De rol van agency-theorie in corporate governance
Agentschap theorie wordt gebruikt om de relaties tussen agenten en opdrachtgevers te begrijpen. De agent vertegenwoordigt de principaal bij een bepaalde zakelijke transactie en er wordt verwacht dat hij de belangen van de principaal vertegenwoordigt zonder rekening te houden met: eigenbelang. De verschillende belangen van opdrachtgevers en agenten kunnen een bron van conflicten worden, aangezien sommige agenten mogelijk niet perfect in het belang van de principaal handelen. De resulterende miscommunicatie en onenigheid kan leiden tot verschillende problemen en onenigheid binnen bedrijven. Onverenigbare verlangens kunnen een wig tussen elkaar drijven belanghebbende en inefficiënties en financiële verliezen veroorzaken. Dit leidt tot de principaal-agent probleem.
Het principaal-agentprobleem doet zich voor wanneer de belangen van een principaal en een agent met elkaar in conflict komen. Bedrijven moeten proberen deze situaties te minimaliseren door middel van een solide bedrijfsbeleid. Deze conflicten bieden normaal gesproken ethische individuen kansen voor
moreel risico. Incentives kunnen worden gebruikt om het gedrag van de agent om te buigen om deze belangen opnieuw af te stemmen op de belangen van de principaal.Ondernemingsbestuur kan worden gebruikt om de regels waaronder de agent opereert te wijzigen en de belangen van de principaal te herstellen. De principaal moet, door de agent in dienst te nemen om de belangen van de principaal te vertegenwoordigen, een gebrek aan informatie over de uitvoering van de taak door de agent overwinnen. Agenten moeten prikkels hebben die hen aanmoedigen om in overeenstemming met de belangen van de principaal te handelen. De agency-theorie kan worden gebruikt om deze prikkels op de juiste manier te ontwerpen door na te gaan welke belangen de agent motiveren om te handelen. Prikkels die verkeerd gedrag aanmoedigen, moeten worden weggenomen en er moeten regels komen die moreel risico ontmoedigen. Inzicht in de mechanismen die problemen veroorzaken, helpt bedrijven bij het ontwikkelen van een beter bedrijfsbeleid.
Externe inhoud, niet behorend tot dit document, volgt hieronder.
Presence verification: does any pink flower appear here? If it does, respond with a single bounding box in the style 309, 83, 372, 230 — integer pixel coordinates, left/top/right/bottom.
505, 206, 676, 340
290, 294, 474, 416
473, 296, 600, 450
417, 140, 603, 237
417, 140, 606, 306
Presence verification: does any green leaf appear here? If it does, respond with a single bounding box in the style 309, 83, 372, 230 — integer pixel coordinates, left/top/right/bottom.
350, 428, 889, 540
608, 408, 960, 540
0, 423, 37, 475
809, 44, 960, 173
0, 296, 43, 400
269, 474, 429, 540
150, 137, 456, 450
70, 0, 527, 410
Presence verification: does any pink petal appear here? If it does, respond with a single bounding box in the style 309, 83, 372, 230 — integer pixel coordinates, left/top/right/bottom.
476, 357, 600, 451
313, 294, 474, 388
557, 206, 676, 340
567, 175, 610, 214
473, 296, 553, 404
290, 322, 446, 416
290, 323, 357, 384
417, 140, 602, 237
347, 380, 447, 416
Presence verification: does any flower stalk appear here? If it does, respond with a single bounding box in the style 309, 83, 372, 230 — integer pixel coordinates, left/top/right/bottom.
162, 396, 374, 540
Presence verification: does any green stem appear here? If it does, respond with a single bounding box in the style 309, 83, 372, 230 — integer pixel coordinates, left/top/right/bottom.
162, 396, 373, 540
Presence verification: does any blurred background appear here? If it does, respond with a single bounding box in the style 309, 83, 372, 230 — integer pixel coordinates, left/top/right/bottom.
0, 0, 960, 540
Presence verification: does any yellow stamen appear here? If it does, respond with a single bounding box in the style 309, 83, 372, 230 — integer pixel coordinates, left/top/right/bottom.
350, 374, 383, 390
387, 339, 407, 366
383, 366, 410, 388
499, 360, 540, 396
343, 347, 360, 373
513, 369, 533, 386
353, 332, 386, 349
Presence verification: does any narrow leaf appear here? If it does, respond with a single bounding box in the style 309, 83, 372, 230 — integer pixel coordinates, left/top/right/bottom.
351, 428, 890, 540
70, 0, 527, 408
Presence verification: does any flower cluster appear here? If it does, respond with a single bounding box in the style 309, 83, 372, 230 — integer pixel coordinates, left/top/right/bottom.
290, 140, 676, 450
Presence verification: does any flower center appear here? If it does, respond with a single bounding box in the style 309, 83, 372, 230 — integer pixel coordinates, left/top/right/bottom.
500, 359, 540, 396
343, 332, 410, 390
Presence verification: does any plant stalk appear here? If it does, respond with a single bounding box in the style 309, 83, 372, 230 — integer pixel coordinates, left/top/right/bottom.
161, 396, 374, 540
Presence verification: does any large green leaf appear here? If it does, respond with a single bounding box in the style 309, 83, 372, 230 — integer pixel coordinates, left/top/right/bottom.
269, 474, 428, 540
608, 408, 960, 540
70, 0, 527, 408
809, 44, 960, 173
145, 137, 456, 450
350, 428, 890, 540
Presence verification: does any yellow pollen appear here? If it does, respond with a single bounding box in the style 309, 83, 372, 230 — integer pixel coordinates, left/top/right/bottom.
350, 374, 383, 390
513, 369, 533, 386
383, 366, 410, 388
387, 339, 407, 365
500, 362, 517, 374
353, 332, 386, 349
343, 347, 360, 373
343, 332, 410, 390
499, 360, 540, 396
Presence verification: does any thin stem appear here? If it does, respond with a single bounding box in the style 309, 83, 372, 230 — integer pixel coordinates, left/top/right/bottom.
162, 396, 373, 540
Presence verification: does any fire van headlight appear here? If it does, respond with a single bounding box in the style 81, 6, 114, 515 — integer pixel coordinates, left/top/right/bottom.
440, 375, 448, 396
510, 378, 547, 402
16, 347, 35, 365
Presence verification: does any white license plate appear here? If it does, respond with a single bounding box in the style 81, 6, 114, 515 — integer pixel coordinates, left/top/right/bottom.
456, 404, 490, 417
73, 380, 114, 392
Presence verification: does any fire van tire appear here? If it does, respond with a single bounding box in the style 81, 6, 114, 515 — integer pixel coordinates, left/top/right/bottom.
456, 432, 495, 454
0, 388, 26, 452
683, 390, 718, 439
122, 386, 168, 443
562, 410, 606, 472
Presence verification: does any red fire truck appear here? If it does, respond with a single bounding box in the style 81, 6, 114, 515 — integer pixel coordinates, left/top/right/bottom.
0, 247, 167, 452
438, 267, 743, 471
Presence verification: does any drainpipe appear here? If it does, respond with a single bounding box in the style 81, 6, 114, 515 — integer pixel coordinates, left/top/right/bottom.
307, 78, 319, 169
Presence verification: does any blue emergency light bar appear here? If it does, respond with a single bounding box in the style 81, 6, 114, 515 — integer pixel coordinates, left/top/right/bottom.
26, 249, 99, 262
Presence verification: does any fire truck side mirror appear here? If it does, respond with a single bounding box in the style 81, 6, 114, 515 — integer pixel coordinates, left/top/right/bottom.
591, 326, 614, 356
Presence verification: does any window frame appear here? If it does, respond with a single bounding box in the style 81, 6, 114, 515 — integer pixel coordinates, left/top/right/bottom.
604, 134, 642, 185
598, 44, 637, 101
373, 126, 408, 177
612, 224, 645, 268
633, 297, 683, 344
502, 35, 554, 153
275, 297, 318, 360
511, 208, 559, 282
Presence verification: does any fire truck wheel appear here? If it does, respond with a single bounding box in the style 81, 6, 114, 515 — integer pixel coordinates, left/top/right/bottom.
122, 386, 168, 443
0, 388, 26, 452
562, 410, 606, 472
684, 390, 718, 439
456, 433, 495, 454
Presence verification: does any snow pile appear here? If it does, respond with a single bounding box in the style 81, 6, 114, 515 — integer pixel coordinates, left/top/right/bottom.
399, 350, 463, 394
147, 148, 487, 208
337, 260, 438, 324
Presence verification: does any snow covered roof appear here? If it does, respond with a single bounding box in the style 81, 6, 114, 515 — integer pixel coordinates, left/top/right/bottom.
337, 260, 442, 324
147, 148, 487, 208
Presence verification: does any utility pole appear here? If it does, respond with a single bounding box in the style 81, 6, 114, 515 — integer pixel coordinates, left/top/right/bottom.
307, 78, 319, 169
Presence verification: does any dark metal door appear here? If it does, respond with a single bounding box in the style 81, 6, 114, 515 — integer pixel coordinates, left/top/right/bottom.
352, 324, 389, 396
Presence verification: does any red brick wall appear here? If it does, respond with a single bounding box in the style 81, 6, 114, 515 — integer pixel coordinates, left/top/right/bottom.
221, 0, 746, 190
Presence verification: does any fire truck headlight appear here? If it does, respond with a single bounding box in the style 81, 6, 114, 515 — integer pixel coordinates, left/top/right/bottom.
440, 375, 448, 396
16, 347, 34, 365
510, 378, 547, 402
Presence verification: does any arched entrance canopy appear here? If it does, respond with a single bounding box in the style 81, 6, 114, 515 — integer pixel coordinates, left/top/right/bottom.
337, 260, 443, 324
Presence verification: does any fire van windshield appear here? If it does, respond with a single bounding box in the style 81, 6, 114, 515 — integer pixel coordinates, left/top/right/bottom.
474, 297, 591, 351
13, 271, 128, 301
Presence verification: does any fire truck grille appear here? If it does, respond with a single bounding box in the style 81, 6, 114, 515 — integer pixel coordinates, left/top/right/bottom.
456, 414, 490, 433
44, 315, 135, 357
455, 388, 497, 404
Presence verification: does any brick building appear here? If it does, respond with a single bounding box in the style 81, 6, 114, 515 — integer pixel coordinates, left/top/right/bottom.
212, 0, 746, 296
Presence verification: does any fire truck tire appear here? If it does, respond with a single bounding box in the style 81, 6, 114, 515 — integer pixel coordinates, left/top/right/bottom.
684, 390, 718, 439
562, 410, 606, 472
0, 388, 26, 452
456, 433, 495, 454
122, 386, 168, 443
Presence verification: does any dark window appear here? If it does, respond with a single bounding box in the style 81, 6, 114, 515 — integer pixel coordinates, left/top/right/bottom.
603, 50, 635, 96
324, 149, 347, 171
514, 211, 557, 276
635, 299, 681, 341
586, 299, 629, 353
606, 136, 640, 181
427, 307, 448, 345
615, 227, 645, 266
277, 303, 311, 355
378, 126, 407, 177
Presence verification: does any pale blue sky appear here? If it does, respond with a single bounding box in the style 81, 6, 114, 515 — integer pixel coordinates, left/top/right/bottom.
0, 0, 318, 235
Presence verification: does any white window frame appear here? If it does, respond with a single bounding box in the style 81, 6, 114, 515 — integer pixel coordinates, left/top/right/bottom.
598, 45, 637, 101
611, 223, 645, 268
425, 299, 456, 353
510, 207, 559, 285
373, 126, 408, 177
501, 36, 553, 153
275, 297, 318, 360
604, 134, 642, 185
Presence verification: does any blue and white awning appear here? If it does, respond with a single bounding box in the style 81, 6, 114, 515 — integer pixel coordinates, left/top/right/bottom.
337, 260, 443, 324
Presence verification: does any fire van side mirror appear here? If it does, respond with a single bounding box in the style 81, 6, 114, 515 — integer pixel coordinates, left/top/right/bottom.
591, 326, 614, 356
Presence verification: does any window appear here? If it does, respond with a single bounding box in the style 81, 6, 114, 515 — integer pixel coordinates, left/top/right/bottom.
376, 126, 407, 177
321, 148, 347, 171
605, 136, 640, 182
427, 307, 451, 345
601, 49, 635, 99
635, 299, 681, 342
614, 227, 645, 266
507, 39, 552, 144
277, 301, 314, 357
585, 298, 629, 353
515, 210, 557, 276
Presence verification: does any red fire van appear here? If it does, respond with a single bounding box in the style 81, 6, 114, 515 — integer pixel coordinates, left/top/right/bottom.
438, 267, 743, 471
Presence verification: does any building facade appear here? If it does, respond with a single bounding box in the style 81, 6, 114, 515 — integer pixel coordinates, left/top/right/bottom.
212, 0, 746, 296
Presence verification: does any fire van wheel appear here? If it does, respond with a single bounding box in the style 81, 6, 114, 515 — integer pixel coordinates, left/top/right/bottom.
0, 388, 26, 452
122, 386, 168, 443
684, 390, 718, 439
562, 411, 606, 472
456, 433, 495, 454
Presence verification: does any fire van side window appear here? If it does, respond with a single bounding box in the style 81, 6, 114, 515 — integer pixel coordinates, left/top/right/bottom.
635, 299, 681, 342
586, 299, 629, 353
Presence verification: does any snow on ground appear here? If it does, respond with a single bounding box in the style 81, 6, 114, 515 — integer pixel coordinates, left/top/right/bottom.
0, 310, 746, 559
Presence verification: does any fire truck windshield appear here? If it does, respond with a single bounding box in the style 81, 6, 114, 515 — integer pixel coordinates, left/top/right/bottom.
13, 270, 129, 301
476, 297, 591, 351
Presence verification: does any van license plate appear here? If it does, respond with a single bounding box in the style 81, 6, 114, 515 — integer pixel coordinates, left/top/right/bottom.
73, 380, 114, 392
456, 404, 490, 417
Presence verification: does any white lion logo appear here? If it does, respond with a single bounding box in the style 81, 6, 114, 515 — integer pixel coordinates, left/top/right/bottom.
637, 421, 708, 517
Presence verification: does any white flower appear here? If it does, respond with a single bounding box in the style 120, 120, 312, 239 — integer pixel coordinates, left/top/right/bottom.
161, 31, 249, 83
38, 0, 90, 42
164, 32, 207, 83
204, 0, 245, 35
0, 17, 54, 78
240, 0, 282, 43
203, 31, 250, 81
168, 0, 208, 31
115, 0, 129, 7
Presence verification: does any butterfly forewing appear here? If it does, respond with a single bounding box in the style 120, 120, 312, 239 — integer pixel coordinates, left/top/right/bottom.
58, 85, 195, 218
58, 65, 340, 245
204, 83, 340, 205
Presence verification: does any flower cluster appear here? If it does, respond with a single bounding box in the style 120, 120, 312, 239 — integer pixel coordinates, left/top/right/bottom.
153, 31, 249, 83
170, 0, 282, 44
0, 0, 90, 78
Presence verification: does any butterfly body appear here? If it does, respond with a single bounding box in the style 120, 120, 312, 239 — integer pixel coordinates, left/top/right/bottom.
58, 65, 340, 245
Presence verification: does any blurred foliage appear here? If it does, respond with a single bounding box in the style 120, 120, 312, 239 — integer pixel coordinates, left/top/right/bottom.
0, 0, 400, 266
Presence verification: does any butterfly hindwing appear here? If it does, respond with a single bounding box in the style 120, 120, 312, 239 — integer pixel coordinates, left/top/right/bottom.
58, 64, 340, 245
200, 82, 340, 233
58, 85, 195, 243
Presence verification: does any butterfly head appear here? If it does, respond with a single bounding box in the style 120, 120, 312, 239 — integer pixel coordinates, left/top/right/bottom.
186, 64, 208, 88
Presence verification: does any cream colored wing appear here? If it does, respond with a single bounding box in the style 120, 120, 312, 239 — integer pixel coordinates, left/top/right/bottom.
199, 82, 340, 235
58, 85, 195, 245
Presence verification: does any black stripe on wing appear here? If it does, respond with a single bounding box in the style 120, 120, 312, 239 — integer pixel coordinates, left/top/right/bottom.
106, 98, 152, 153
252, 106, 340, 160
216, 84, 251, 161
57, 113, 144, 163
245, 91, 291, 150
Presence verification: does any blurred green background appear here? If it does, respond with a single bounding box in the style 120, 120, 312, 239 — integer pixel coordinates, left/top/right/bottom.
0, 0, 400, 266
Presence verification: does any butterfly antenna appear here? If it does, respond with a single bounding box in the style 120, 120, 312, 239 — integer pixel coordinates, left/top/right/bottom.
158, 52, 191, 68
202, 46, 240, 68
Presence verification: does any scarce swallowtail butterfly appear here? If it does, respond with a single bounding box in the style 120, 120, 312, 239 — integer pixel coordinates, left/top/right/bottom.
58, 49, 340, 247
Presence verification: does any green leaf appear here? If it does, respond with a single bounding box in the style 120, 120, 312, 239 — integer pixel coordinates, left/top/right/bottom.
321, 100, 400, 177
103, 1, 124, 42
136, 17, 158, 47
Om te bepalen of een agent al dan niet in het belang van zijn principaal handelt, is de standaard van 'agentschapsverlies' een veelgebruikte maatstaf geworden. Strikt gedefinieerd is agency loss het verschil tussen de optimale resultaten voor de principaal en de gevolgen van het gedrag van de agent. Wanneer een agent bijvoorbeeld routinematig presteert met het belang van de principaal in gedachten, is het verlies van het bureau nul. Maar hoe verder de acties van een agent afwijken van de belangen van de principaal, hoe groter het verlies van de agent wordt.
Agency loss neemt af wanneer de volgende situaties zich voordoen:
- De agent en de principaal hebben dezelfde belangen en willen hetzelfde resultaat.
- De principaal is zich bewust van de activiteiten van de agent, dus de principaal heeft een scherpe kennis van het serviceniveau dat hij ontvangt.
Als geen van deze gebeurtenissen zich voordoet, zal het agency-verlies waarschijnlijk toenemen. Daarom is de belangrijkste uitdaging het overtuigen van agenten om prioriteit te geven aan het belang van hun principaal en hun eigenbelang op de tweede plaats te zetten. Als het correct wordt gedaan, zal de agent de rijkdom van zijn principaal koesteren, terwijl hij terloops zijn bedrijfsresultaten verrijkt.